Выбрать главу

Александр покраснел от смущения, если не от возмущения: так вот почему наказный воздает ему, рядовому офицеру, такую честь: выказать и свою благосклонность перед приездом великого князя. Но то ведь было, откровенно говоря, прямое самодурство августейшей особы, и ничто более, к счастью закончившееся благополучно. Ему ли, генералу Покотило, гордому потомку запорожцев, которым он называет Себя, придавать значение таким пустякам?

Но Александр сдержался, чтобы не сказать так, — он мог это сделать, характера не занимать, — и произнес равнодушно:

— Осмелюсь доложить, ваше высокопревосходительство, что я менее всего беспокоюсь о чинах. Случилось простое стечение обстоятельств.

— Поручик Орлов, — строго прервал его наказный, — внимание к вам августейших особ — суть не «обстоятельства», а милостивый знак, коим вы должны дорожить более всего в жизни и службе отечеству и престолу.

— Виноват, ваше высокопревосходительство, — я всего лишь намерен был сказать, что великий князь хотел наказать меня и моих друзей за пирушку, которую мы устроили в казармах по случаю моего бракосочетания, но вдруг поздравил и повелел зачислить меня в академию и представить к внеочередному производству.

— Пирушка! В казармах! — воскликнул Покотило. — Браво, поручик. Если бы вы устроили оную у меня, — полагайте, что две недели ареста вам было бы предназначено.

— Як этому был готов, ваше высокопревосходительство.

Наказный атаман развеселился:

— Еще раз — браво, поручик Орлов. Я, пожалуй, поступил бы так же, будучи на вашем месте. По крайней мере, было бы что вспомнить, а то меня батя окрутил вокруг аналоя, друзья поздравили, выпили по бокалу шампанского, и все. Прозаично до ужаса.

Он отложил карандаши в сторону, поднялся с кресла и так плотно стал возле стола, что живот как бы лег на него вместе с полами неподпоясанного мундира, и Александр едва не усмехнулся и подумал: «Своя ноша тоже тяжела, ваше высокопревосходительство».

Между тем наказный этого не замечал и, отдавая ему бумагу, сказал:

— Прочитайте приличия ради, и поедем с вами на стрельбище, в Персиановку. Да, а супруга как относится к вашей возможной службе в Новочеркасске?

Он спрашивал так, как будто все уже было решено, и Александр подумал: сказать или не сказать о Надежде, о ее нежелании покинуть столицу? И ответил не очень уверенно:

— Супруга поймет меня.

— Не ясно. Она служит?

— В госпитале, но я полагаю…

— Полагать — это еще далеко не все. Молодые супруги — это мамины дочки и предпочитают витать в облаках. Я могу пригласить к себе ее родителя, атамана станицы Николаевской, и приказать ему воздействовать на дщерь свою, но столица есть столица, и оттуда выманить женщину не так легко, тем более молодую.
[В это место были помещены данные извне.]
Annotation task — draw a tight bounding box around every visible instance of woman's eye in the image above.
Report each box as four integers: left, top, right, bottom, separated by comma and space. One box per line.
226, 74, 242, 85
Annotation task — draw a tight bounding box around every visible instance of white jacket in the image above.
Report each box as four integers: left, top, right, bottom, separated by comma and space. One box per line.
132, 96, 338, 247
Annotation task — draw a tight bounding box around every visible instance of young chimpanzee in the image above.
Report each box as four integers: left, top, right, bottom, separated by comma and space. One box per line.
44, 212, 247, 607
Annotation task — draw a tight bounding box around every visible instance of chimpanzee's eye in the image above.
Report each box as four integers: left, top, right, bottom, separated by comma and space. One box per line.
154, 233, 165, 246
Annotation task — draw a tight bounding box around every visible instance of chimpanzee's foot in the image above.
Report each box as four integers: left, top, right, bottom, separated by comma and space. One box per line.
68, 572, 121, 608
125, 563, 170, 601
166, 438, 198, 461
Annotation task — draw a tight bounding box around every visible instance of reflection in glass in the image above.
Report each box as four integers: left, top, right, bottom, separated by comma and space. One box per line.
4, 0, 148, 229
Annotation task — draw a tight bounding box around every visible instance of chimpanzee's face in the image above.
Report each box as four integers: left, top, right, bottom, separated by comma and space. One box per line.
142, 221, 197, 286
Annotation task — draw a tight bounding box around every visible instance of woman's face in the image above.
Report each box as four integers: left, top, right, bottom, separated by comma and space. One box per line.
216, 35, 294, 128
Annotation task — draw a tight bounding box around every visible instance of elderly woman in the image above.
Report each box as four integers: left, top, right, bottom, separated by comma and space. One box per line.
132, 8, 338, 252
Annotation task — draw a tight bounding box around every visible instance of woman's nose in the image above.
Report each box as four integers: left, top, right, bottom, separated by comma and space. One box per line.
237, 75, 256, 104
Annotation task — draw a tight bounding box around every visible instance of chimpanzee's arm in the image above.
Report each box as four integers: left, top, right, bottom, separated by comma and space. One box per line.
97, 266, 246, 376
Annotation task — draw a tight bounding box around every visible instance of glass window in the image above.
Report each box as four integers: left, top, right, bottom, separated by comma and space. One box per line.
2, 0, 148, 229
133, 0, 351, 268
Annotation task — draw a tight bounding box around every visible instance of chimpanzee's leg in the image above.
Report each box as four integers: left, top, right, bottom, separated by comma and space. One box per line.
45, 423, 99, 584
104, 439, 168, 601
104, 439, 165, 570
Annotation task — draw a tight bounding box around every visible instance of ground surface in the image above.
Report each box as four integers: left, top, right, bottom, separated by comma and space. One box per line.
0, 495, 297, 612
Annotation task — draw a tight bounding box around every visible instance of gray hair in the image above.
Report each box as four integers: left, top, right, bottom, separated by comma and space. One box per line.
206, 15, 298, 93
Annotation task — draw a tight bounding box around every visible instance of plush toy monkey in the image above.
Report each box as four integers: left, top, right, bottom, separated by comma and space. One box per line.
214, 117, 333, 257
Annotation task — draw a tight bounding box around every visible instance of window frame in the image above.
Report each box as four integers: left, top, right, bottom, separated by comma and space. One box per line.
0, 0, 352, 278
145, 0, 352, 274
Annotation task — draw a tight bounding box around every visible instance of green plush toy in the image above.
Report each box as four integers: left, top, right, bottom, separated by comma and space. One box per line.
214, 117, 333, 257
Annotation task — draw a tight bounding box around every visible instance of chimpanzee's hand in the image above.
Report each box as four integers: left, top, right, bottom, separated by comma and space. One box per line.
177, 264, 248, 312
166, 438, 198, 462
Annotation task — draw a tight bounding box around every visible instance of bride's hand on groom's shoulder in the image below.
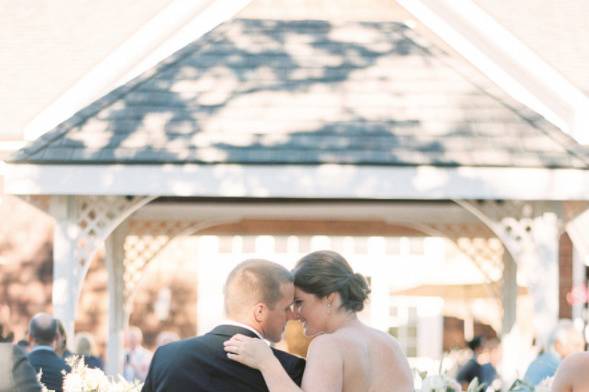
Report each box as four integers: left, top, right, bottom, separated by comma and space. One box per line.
223, 334, 274, 369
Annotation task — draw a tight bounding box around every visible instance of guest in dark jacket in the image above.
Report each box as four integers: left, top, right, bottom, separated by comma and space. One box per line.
75, 332, 104, 369
28, 313, 70, 392
456, 336, 485, 389
0, 325, 41, 392
0, 343, 41, 392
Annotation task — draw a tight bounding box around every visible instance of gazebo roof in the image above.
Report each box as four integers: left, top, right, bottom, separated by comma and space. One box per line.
9, 19, 587, 169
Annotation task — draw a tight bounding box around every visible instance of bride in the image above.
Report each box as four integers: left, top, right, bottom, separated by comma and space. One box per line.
225, 251, 413, 392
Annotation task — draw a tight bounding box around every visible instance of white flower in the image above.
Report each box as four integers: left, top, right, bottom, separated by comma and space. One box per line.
63, 373, 84, 392
38, 356, 143, 392
534, 377, 554, 392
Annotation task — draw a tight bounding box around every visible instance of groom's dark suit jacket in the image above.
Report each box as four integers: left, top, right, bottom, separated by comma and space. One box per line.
142, 325, 305, 392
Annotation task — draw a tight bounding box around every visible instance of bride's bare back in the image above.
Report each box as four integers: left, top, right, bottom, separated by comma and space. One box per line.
302, 322, 413, 392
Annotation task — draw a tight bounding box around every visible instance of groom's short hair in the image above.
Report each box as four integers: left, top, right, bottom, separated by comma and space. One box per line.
223, 259, 294, 316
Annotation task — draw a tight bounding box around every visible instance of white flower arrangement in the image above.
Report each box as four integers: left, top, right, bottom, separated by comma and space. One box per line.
43, 355, 143, 392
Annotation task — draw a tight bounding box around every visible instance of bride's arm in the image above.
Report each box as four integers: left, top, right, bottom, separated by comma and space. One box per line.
225, 335, 343, 392
224, 334, 302, 392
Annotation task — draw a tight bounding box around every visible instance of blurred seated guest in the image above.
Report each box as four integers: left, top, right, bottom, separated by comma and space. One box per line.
28, 313, 70, 392
16, 339, 31, 354
456, 336, 485, 389
123, 327, 153, 382
480, 338, 502, 390
55, 319, 72, 359
75, 332, 104, 369
551, 352, 589, 392
524, 320, 585, 386
155, 331, 180, 348
0, 325, 41, 392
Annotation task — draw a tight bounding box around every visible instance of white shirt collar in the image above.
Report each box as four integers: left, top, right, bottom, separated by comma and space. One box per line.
31, 344, 55, 352
223, 319, 266, 340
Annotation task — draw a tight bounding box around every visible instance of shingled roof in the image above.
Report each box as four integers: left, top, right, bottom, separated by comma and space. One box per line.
10, 19, 587, 168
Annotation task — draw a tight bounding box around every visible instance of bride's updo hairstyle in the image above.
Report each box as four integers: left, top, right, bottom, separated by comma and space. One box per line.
293, 250, 370, 312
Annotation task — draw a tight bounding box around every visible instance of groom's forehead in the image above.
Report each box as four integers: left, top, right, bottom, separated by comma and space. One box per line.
280, 282, 294, 301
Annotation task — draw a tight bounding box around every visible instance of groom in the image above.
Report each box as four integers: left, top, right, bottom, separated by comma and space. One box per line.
142, 260, 305, 392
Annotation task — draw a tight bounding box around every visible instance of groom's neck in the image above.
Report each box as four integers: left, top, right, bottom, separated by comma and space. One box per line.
227, 318, 264, 339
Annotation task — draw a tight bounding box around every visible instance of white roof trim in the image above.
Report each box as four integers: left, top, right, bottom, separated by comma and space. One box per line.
399, 0, 589, 144
24, 0, 251, 140
5, 164, 589, 200
133, 201, 482, 226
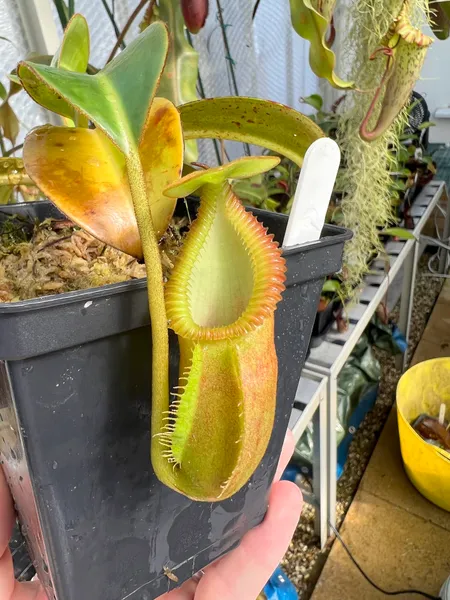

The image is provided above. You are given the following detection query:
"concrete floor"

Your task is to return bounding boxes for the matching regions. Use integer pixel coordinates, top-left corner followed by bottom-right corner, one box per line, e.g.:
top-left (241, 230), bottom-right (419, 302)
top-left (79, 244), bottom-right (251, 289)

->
top-left (312, 281), bottom-right (450, 600)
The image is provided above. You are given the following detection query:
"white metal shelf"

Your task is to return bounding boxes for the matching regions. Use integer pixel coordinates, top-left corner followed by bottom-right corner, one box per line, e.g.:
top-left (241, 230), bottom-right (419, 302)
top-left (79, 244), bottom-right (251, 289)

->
top-left (289, 369), bottom-right (329, 548)
top-left (304, 181), bottom-right (450, 525)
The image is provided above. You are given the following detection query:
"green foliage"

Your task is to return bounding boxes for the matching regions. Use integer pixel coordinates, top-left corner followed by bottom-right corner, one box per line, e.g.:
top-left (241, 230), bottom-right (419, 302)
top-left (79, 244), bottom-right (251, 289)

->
top-left (290, 0), bottom-right (354, 89)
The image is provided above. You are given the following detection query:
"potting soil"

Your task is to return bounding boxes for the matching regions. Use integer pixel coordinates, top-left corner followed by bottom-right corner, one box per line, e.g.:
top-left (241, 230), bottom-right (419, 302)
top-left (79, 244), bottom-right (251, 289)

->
top-left (0, 217), bottom-right (188, 302)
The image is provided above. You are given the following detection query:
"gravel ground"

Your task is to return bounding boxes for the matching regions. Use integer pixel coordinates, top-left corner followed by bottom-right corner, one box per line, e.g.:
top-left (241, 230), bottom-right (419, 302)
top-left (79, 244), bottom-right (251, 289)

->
top-left (282, 253), bottom-right (443, 600)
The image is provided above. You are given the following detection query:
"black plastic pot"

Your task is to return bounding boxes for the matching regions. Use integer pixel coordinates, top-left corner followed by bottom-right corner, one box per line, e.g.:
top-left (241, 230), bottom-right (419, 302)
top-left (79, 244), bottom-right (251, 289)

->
top-left (311, 298), bottom-right (342, 337)
top-left (0, 203), bottom-right (351, 600)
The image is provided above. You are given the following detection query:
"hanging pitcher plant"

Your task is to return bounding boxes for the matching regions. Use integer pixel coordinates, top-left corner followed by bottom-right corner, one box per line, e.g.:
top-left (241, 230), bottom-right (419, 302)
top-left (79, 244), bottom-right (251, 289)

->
top-left (14, 15), bottom-right (323, 501)
top-left (360, 4), bottom-right (433, 142)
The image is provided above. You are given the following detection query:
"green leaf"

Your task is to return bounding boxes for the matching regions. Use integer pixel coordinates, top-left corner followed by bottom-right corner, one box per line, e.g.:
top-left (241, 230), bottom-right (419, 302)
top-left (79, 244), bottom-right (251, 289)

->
top-left (380, 227), bottom-right (415, 240)
top-left (430, 0), bottom-right (450, 40)
top-left (232, 175), bottom-right (267, 206)
top-left (18, 22), bottom-right (168, 155)
top-left (417, 121), bottom-right (436, 130)
top-left (158, 0), bottom-right (198, 163)
top-left (290, 0), bottom-right (354, 90)
top-left (179, 96), bottom-right (325, 166)
top-left (0, 35), bottom-right (17, 49)
top-left (0, 185), bottom-right (14, 206)
top-left (51, 14), bottom-right (90, 73)
top-left (301, 94), bottom-right (323, 110)
top-left (53, 0), bottom-right (69, 29)
top-left (322, 279), bottom-right (341, 293)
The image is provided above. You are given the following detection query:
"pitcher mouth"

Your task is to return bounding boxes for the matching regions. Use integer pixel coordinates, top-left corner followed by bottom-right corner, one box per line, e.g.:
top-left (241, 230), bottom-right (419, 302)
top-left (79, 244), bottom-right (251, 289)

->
top-left (166, 185), bottom-right (286, 341)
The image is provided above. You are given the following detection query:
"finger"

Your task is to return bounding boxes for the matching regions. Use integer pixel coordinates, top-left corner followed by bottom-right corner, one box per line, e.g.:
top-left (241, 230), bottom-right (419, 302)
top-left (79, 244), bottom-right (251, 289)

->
top-left (197, 481), bottom-right (302, 600)
top-left (157, 579), bottom-right (198, 600)
top-left (11, 581), bottom-right (48, 600)
top-left (274, 429), bottom-right (295, 481)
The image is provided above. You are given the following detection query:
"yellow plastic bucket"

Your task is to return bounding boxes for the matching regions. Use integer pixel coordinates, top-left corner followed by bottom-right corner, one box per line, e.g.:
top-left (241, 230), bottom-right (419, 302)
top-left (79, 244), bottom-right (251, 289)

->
top-left (397, 358), bottom-right (450, 511)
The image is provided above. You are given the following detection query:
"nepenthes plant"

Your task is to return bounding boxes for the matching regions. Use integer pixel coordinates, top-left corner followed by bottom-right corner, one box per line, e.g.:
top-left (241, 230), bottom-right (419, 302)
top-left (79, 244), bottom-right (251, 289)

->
top-left (18, 16), bottom-right (323, 501)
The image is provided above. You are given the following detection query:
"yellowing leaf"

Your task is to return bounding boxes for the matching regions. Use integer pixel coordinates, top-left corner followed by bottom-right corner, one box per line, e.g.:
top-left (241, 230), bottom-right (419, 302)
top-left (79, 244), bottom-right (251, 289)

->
top-left (18, 22), bottom-right (168, 155)
top-left (24, 98), bottom-right (183, 257)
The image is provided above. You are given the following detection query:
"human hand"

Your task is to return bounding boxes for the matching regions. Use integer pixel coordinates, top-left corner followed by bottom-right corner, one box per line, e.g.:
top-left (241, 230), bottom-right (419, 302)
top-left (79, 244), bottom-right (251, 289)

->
top-left (0, 431), bottom-right (302, 600)
top-left (158, 430), bottom-right (303, 600)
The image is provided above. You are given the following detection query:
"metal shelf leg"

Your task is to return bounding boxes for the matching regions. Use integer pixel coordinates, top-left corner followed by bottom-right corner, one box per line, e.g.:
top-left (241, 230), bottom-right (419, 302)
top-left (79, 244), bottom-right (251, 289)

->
top-left (439, 186), bottom-right (450, 275)
top-left (313, 384), bottom-right (328, 548)
top-left (327, 373), bottom-right (337, 535)
top-left (397, 242), bottom-right (419, 371)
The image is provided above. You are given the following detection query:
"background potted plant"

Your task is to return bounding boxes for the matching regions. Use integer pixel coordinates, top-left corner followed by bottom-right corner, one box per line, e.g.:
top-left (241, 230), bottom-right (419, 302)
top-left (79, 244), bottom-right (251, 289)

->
top-left (0, 17), bottom-right (349, 600)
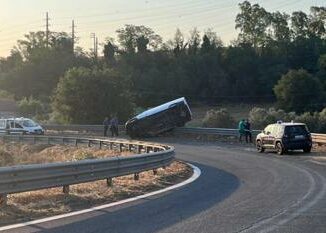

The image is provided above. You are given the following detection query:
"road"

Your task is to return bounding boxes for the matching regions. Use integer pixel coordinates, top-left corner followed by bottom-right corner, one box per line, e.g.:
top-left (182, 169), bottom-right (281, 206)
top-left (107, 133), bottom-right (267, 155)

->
top-left (2, 139), bottom-right (326, 233)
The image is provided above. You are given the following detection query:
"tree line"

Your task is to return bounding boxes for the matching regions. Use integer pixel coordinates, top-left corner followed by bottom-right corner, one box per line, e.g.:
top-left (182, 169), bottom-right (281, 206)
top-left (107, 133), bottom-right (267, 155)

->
top-left (0, 1), bottom-right (326, 123)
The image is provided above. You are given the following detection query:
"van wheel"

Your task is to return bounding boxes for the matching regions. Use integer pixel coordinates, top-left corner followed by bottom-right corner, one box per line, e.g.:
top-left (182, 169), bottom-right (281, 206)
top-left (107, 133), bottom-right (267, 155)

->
top-left (276, 142), bottom-right (284, 155)
top-left (256, 140), bottom-right (265, 153)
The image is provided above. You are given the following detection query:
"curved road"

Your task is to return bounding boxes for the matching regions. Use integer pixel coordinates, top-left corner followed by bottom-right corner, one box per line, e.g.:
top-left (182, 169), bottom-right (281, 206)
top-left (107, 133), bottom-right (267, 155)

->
top-left (3, 139), bottom-right (326, 233)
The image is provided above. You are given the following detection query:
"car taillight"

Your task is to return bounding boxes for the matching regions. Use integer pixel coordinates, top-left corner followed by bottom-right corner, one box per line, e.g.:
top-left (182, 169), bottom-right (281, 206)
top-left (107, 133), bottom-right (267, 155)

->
top-left (307, 133), bottom-right (312, 140)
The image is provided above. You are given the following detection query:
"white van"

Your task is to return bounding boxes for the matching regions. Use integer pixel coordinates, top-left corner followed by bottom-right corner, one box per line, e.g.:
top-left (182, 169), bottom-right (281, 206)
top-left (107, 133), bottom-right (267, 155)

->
top-left (0, 117), bottom-right (44, 135)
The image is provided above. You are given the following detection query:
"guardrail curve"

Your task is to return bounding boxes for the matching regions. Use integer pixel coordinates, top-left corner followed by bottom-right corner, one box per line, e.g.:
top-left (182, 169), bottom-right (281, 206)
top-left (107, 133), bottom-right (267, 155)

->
top-left (44, 125), bottom-right (326, 145)
top-left (0, 135), bottom-right (174, 202)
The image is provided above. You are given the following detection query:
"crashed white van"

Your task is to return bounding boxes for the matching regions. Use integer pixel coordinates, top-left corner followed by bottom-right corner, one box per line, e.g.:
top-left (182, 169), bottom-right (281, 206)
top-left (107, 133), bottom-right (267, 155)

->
top-left (0, 117), bottom-right (44, 135)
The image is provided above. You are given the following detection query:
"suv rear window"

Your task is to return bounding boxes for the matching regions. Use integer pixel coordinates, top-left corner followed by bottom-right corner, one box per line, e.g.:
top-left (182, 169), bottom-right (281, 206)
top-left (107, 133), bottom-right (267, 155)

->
top-left (284, 125), bottom-right (308, 135)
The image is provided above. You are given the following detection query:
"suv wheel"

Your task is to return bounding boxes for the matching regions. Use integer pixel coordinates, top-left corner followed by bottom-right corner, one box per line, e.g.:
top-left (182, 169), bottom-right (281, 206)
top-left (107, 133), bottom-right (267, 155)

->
top-left (275, 142), bottom-right (284, 155)
top-left (256, 140), bottom-right (265, 153)
top-left (303, 146), bottom-right (311, 153)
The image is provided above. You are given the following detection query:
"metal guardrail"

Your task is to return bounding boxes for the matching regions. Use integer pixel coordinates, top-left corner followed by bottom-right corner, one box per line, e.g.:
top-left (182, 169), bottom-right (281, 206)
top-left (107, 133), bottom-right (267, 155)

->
top-left (175, 127), bottom-right (261, 136)
top-left (42, 124), bottom-right (125, 133)
top-left (0, 135), bottom-right (174, 205)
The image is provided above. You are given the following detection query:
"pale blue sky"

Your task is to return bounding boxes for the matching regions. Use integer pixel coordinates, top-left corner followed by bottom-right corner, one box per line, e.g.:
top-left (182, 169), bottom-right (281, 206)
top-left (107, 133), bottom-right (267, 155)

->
top-left (0, 0), bottom-right (326, 57)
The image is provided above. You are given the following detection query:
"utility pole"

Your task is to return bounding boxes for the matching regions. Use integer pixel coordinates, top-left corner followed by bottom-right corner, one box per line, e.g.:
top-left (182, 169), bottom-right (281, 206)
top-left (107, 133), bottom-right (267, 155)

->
top-left (71, 20), bottom-right (75, 54)
top-left (45, 12), bottom-right (49, 47)
top-left (95, 37), bottom-right (98, 59)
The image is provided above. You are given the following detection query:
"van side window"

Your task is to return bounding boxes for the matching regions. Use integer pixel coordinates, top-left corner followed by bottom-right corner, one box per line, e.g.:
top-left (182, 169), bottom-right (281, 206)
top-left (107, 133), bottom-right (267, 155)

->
top-left (15, 122), bottom-right (23, 129)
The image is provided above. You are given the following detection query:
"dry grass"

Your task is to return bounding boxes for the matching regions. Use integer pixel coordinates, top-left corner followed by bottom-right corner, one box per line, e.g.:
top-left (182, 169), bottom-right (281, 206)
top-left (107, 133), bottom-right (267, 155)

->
top-left (0, 143), bottom-right (192, 226)
top-left (0, 143), bottom-right (132, 167)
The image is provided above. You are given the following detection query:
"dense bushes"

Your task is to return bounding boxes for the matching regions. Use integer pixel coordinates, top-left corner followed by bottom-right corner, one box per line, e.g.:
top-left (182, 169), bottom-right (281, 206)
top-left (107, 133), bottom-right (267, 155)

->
top-left (53, 68), bottom-right (134, 124)
top-left (249, 108), bottom-right (326, 133)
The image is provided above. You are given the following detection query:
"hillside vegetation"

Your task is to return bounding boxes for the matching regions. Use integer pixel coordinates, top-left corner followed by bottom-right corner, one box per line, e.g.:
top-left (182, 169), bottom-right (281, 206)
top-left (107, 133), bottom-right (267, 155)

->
top-left (0, 1), bottom-right (326, 124)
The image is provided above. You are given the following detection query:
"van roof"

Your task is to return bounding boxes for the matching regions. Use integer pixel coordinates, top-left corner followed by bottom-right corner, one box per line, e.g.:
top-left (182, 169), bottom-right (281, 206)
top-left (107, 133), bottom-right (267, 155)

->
top-left (135, 97), bottom-right (191, 119)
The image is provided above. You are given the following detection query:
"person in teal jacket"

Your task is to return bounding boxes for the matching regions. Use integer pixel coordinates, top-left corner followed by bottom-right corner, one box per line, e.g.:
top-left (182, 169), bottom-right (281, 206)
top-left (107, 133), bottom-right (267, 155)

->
top-left (238, 119), bottom-right (246, 142)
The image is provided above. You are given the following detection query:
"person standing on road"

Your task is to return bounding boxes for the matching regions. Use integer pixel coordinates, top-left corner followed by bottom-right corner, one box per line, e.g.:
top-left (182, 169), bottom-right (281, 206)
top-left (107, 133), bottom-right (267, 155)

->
top-left (110, 115), bottom-right (119, 137)
top-left (238, 119), bottom-right (246, 142)
top-left (103, 117), bottom-right (110, 137)
top-left (244, 119), bottom-right (252, 143)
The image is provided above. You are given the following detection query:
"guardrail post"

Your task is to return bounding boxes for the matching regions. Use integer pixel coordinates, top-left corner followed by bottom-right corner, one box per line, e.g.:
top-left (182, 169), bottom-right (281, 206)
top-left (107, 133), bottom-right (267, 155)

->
top-left (137, 145), bottom-right (143, 154)
top-left (106, 177), bottom-right (113, 187)
top-left (0, 194), bottom-right (8, 207)
top-left (62, 185), bottom-right (69, 195)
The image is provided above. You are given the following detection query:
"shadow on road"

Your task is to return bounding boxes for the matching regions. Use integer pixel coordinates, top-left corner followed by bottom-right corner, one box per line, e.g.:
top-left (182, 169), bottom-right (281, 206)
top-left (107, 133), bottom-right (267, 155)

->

— Благодарю, ваше высокопревосходительство, я уж сам как-нибудь.

— Ну, ну… Попробуйте. Только ваша супружница принадлежит к такой родительской породе, что вряд ли вы уломаете ее вернуться в родные пенаты… Итак, на чем мы остановились? Ах да: Варшава или Новочеркасск. Если вы не возражаете, я на днях встречусь с военным министром Сухомлиновым и могу все обусловить относительно вас. Через два-три дня я отбываю в Петербург в связи с приездом его высочества, великого князя. Надобно поточнее узнать его намерения и маршрут поездки по Дону.

Александр секунду помедлил: ехать в Варшаву, за тридевять земель, когда можно определиться здесь, на родимой земле, не хотелось. Просить оставить в Новочеркасске — об этом он уже сказал наказному.

И ответил:

— Я — солдат, ваше высокопревосходительство: куда прикажете, туда и пойду служить.

— Гм. Похвальный ответ, — произнес одобрительно наказный, — Я могу открыть для вас вакансию, но по существующим установлениям право выбора остается за вами. Однако, коль генерал Жилинский просит прислать к нему молодых офицеров, я не стану ему чинить в сем препятствий. Ему там трудно в окружении друзей Скалона, его предшественника, и я понимаю его: граница с Германией, всякое может случиться, а кругом — германцы же. Жилинский только подумает, а Мольтке все уже будет знать. Это между нами. Узнает Фредерикс, — чипляйтеся, кумэ, за соломинку и погружайтеся на дно, как говорили мои предки, сечевики, — подчеркнул он свою причастность к запорожцам.

Александр был удивлен: наказный атаман не скрывал своей неприязни к генералам с германской фамилией — слыхано ли? Действительно, узнай об этом барон Фредерикс, министр двора, — добра не жди.